Legs avec charge : la solution pour l'entretien
Le legs avec charge est l'outil idéal pour la protection animale. Vous désignez un légataire pour votre chien, et vous lui imposez une obligation de le garder et de bien le traiter. En échange, vous lui léguez une somme d'argent destinée à couvrir les frais d'entretien de l'animal (nourriture, vétérinaire, etc.). Le légataire est tenu de respecter cette charge. S'il ne le fait pas, l'exécuteur testamentaire peut agir en justice pour faire respecter vos volontés. Vous pouvez même désigner une association (comme la SPA ou la Fondation 30 Millions d'Amis) comme bénéficiaire subsidiaire, pour le cas où le légataire principal refuserait le legs.
La donation de son vivant : une autre option
Si vous êtes âgé ou malade, et que vous souhaitez voir votre animal installé dans son nouveau foyer avant votre décès, vous pouvez opter pour la donation. Vous donnez votre animal à une personne de confiance de votre vivant. Cette donation peut être assortie d'une réserve d'usufruit : vous donnez la nue-propriété de l'animal, mais vous en conservez la jouissance jusqu'à votre mort. L'animal reste avec vous, et le nouveau propriétaire l'accueillera à votre décès.

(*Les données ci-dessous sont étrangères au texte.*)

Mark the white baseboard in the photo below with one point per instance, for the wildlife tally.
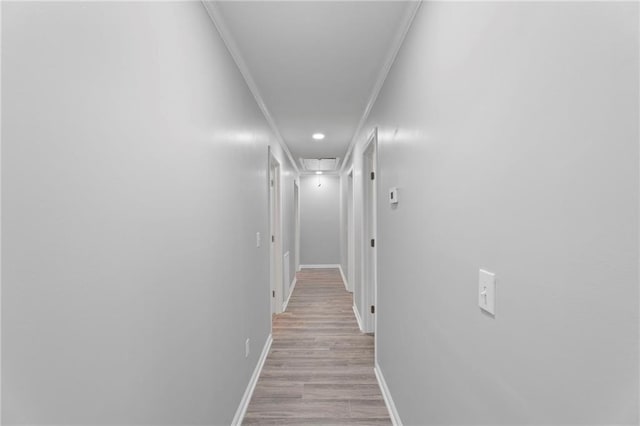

| Mécanisme | Moment du transfert | Avantage principal |
|---|---|---|
| Testament simple | Au décès | Simple et gratuit |
| Legs avec charge | Au décès | Finance l'entretien de l'animal |
| Donation | Immédiat | Permet de voir l'animal heureux de son vivant |
🔎 À savoir : Le mandat de protection future permet aussi de désigner une personne qui prendra soin de vous ET de votre animal en cas d'incapacité.